The Eastern Tradition sometimes will speak of the human person being made a ‘Living Icon’, or representation of God, by the divinizing power of the Holy Spirit. As a Latin Christian, I would say something similar: all of us are meant to become Illuminated Manuscripts. All of us have our ‘marginalia’, or those things about us which are strange, embarrassing, farcical, and maybe even sinful. But all of us, especially those of us who pray the Liturgy of the Hours, and read the Sacred Scriptures with attention, have a privileged ability to have The Word carved within by means of the Finger of the Spirit of God.
It is perhaps one of the sad ironies of our age that the same intellectuals, journalists and entertainers who had sown the era of the “post-truth” are now reaping the age of the “fact-checker” and censorship. As we know from the post-modern philosophers, in the vacuum left by radical relativism, all that is left is power. It does not take a conspiracy theorist to see the major tech companies, the media conglomerations, and the governments of the world all grasping at the narratives they need to legitimate their hegemony over the minds and hearts of the human race. This is not a global conspiracy, but an amalgamation, an inevitable effect of a critical mass of sinful humanity refusing to desire the truth, and instead, pursuing the marginalia of life.
Should it surprise us then in any way, that concerning the coming of the Antichrist, the ultimate Lawless One, St. Paul tells us that God will send the disciples of the “World Deceiver” (Didache 16:4) a “strong delusion, to make them believe what is false, so that they may be condemned who did not believe the truth, but had pleasure in unrighteousness” (2 Thessalonians 2:11-12)? Only a people who have come to love lies can be overcome by the ‘antichrists’ that come and go throughout history. Like James and Jambres of old, the acolytes of antichrist can make staves appear to turn into serpents, but their power only consists in lies.
Perhaps it is for this reason that the brilliant St. John Henry Cardinal Newman made his life’s motto “Ex Umbris et Imaginibus in Veritatem”, or “Out of Shadows and Images into the Truth.” For the power in every Christian and person of good will lies in the Truth. Pope Francis is often speaking of the Church needing to go out into the “periphery”, or the margins of society. Sociologically and evangelistically, I think this exhortation has merit. However, if it is done without living from the center, we will always lose a part of ourselves. Margins only exist because they are meant to delimit a larger whole; as such, they can either be absorbed into the larger narrative, or kept outside for the sake of the integrity of the whole. Margins in life are like boundaries in psychology: they delimit our responsibilities and our ego, and create respect for the self and for others.

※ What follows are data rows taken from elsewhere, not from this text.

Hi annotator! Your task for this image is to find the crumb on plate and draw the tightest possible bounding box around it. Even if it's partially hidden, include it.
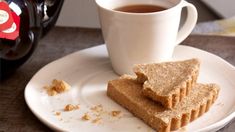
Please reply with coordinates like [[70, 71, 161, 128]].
[[55, 112, 61, 116], [44, 79, 71, 96], [90, 104, 103, 113], [64, 104, 79, 111], [111, 110, 121, 117], [82, 113, 91, 121], [92, 117, 102, 124]]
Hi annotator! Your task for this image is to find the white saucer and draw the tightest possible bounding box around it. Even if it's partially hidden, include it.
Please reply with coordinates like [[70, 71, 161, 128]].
[[24, 45, 235, 132]]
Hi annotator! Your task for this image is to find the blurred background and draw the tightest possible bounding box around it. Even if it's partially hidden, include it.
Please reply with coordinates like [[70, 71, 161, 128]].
[[55, 0, 235, 36]]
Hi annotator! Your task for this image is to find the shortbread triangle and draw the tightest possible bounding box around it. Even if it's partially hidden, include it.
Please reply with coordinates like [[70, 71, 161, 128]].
[[133, 58, 200, 109], [107, 76, 219, 132]]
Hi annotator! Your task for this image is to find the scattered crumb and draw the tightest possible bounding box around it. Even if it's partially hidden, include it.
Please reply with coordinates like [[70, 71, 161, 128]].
[[94, 112, 101, 117], [82, 113, 91, 121], [111, 110, 121, 117], [44, 79, 71, 96], [64, 104, 80, 111], [46, 88, 57, 96], [137, 126, 141, 129], [55, 112, 61, 116], [92, 117, 102, 124], [90, 104, 103, 113], [52, 103, 122, 125]]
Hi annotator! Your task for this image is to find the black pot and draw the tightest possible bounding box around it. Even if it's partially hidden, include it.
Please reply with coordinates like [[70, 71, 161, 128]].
[[0, 0, 64, 79]]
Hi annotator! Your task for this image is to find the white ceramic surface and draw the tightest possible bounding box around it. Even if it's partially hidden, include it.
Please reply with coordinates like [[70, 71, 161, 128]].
[[25, 45, 235, 132], [96, 0, 198, 75]]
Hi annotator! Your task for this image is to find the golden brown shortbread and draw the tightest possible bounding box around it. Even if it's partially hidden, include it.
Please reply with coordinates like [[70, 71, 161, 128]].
[[134, 58, 200, 109], [107, 77, 219, 132]]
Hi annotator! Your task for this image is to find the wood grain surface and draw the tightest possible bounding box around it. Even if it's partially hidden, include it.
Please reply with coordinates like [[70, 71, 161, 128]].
[[0, 27, 234, 132]]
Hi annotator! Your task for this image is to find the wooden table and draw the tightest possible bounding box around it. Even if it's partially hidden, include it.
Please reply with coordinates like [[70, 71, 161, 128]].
[[0, 27, 234, 131]]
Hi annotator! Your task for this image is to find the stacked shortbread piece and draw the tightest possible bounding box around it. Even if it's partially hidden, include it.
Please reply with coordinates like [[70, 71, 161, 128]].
[[107, 59, 220, 132]]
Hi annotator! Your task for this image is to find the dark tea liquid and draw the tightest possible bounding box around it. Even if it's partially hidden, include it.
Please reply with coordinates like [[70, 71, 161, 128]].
[[114, 4, 166, 13]]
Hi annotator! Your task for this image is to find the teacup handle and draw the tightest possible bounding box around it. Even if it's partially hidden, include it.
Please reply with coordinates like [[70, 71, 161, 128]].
[[176, 1, 198, 45]]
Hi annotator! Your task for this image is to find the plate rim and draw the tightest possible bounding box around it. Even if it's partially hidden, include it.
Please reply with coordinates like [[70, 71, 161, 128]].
[[24, 44, 235, 131]]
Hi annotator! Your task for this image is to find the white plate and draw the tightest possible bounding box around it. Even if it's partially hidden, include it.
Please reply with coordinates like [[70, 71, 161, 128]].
[[24, 45, 235, 132]]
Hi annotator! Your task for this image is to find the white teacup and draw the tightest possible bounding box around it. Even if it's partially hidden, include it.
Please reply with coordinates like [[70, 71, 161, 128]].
[[96, 0, 198, 75]]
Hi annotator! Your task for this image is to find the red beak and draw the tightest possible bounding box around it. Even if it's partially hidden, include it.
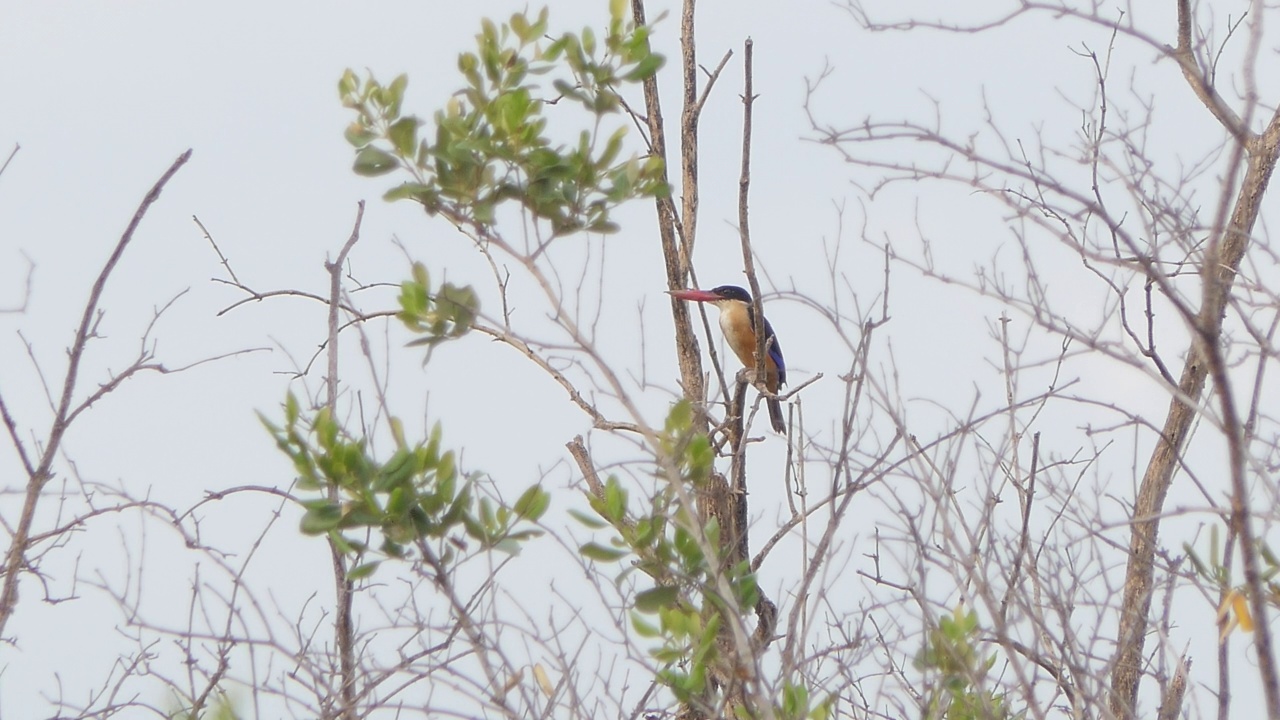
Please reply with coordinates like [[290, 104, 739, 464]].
[[667, 288, 720, 302]]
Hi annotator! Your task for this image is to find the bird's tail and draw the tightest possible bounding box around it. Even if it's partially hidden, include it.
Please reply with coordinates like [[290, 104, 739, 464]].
[[767, 398, 786, 434]]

As matters continue to degenerate in the press, on social media, and in other places, it is imperative that we as Christians lead the charge in being complete enemies of detraction, calumny, and rash judgment. We also should lead the charge in choosing, both for ourselves and for our children, Incarnational Reality over Virtual Reality. We must learn to value and cherish the real, whenever and wherever we find it, or else the poisonous vines and creatures of nightmare should encroach on what is most sacred, and enslave us.